Elle n'osait pas ouvrir les yeux, n'osait rien faire, craignant que tout cela ne soit qu'une illusion.

Elle sentit soudain quelque chose de froid sur ses lèvres, et avant même qu'elle puisse s'en rendre compte, une pilule glissa dans sa bouche, et son cœur se serra.

« Avalez-le, c'est bon pour votre santé. » Une douce voix masculine lui frôla l'oreille.

Elle était stupéfaite.

« Avalez-le, ou je vous aiderai à l'avaler. »

On entendit un léger soupir, et elle obéit docilement à ce qu'on lui avait demandé.

Elle l'entendit soupirer. Un sentiment de tendresse l'envahit ; cet homme était quelqu'un sur qui tout le monde dans le monde des arts martiaux voulait pouvoir compter.

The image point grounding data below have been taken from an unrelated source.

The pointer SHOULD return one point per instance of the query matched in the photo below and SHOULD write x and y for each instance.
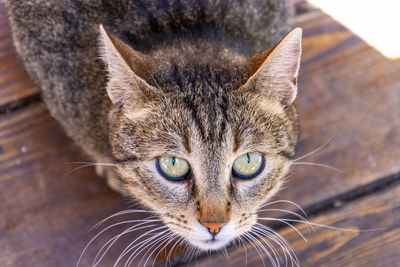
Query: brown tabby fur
(181, 83)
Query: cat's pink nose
(213, 227)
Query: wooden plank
(326, 247)
(14, 81)
(46, 214)
(349, 91)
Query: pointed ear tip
(297, 32)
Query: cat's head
(203, 145)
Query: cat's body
(189, 87)
(60, 49)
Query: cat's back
(58, 43)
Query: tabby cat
(186, 97)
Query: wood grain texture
(349, 91)
(353, 247)
(47, 212)
(14, 81)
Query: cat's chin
(210, 244)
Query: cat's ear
(126, 67)
(275, 71)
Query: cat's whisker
(329, 227)
(288, 224)
(226, 254)
(123, 213)
(107, 228)
(244, 245)
(168, 241)
(133, 244)
(276, 256)
(172, 249)
(318, 165)
(160, 243)
(250, 241)
(279, 240)
(315, 150)
(112, 241)
(284, 201)
(150, 248)
(293, 213)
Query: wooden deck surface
(348, 91)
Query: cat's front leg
(106, 170)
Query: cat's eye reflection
(173, 168)
(248, 165)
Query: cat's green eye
(173, 168)
(248, 165)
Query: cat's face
(204, 155)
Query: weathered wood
(46, 212)
(14, 81)
(353, 247)
(349, 91)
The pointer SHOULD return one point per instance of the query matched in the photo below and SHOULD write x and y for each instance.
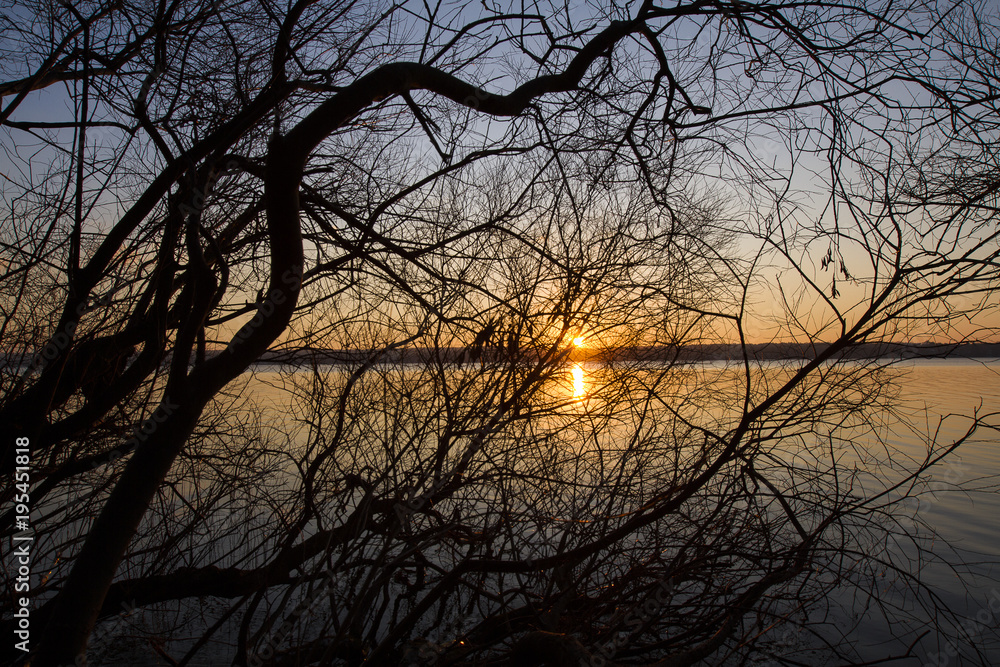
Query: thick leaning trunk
(79, 602)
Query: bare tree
(449, 197)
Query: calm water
(960, 529)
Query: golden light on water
(578, 387)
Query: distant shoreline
(686, 354)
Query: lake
(960, 530)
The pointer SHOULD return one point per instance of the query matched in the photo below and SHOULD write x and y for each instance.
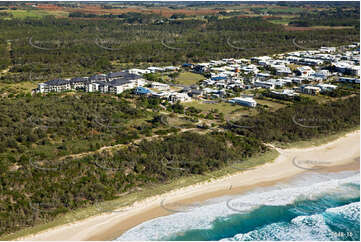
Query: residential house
(160, 86)
(304, 71)
(181, 97)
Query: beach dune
(341, 154)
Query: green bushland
(32, 196)
(302, 121)
(76, 47)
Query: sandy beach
(340, 154)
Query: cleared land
(189, 78)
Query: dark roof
(98, 77)
(79, 79)
(142, 90)
(197, 92)
(57, 82)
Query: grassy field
(128, 199)
(16, 88)
(35, 13)
(189, 78)
(273, 105)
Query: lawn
(229, 110)
(189, 78)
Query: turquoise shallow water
(311, 207)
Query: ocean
(312, 206)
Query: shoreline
(108, 226)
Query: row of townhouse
(314, 90)
(114, 82)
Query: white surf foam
(304, 187)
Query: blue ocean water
(313, 206)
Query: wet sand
(339, 155)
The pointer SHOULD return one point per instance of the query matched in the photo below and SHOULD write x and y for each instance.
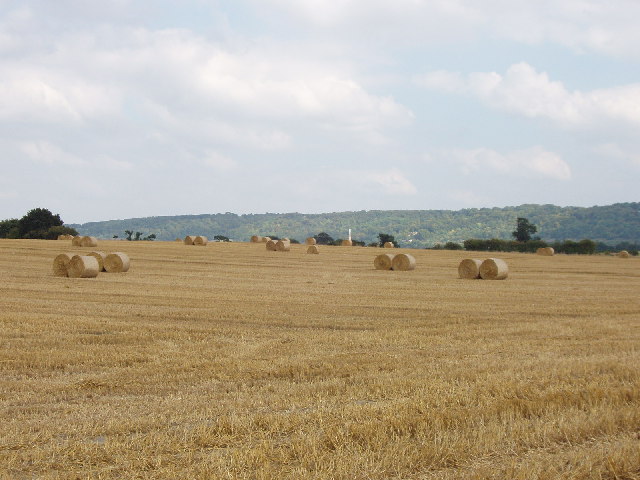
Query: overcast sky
(123, 108)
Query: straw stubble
(117, 262)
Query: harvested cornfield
(99, 256)
(82, 266)
(494, 269)
(242, 365)
(117, 262)
(271, 245)
(383, 261)
(200, 240)
(469, 268)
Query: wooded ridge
(412, 228)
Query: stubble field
(228, 361)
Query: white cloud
(392, 182)
(533, 160)
(526, 92)
(582, 25)
(617, 152)
(218, 161)
(45, 152)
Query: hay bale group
(89, 265)
(489, 269)
(388, 261)
(282, 245)
(199, 240)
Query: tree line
(36, 223)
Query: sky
(129, 108)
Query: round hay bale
(117, 262)
(271, 245)
(87, 241)
(403, 262)
(494, 269)
(83, 266)
(469, 268)
(100, 256)
(60, 264)
(383, 261)
(200, 240)
(283, 245)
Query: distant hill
(412, 228)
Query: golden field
(230, 362)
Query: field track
(229, 361)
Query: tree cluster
(37, 223)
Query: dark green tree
(384, 238)
(523, 230)
(54, 232)
(9, 228)
(37, 222)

Après un moment de silence, une étreinte chaleureuse l'enveloppa de nouveau, doucement et tendrement, comme pour la fusionner avec elle-même.

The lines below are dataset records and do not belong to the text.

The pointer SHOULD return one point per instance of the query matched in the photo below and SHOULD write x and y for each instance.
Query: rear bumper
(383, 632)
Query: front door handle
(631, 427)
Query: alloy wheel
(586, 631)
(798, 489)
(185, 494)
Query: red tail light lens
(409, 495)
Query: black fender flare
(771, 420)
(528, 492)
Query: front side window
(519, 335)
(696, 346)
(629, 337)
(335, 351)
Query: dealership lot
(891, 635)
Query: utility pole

« Qu’est-ce que je suis censé faire de toi ? » murmura-t-il d’en haut.

Et elle, pressée contre sa poitrine, pouvait sentir les battements de son cœur plus clairement que jamais auparavant.

Les gens sont toujours plus audacieux dans le noir.

À ce moment précis, ils étaient très proches, et pourtant ils gardaient un silence tacite.

À cet instant, leurs cœurs battaient la chamade, et pourtant ils restaient aussi calmes que s'ils étaient seuls.

À cet instant, elle n'osait pas ouvrir les yeux, et lui n'osait pas révéler qu'elle était déjà réveillée. En un instant, comme si le glamour et le bruit s'étaient dissipés, quelque chose était sur le point d'éclore dans leurs cœurs.

Il s'avère que les pensées de l'autre étaient claires dans l'esprit de l'autre.

Il s'avère qu'elle n'était pas la seule à avoir les idées claires mais à ne pas oser les exprimer.

※ ※ ※

Ceux qui pénètrent dans la Vallée des Cent Questions pour y chercher de l'aide médicale doivent se poser une centaine de questions.

Il n'y a pas d'autre explication que le chemin menant à la Vallée des Cent Questions est le plus complexe et le plus tortueux au monde, un chemin que même les dieux et les fantômes ne peuvent emprunter. La légende raconte qu'il y a des centaines d'années, Nanxingzi, descendant de Guiguzi à la 179e génération, y installa un piège, emprisonnant trois mille soldats d'élite de Yuwen Huaji à la fin de la dynastie Sui. Aucun n'y survécut. Au fil des siècles, le piège fut détruit et transformé en cette vallée.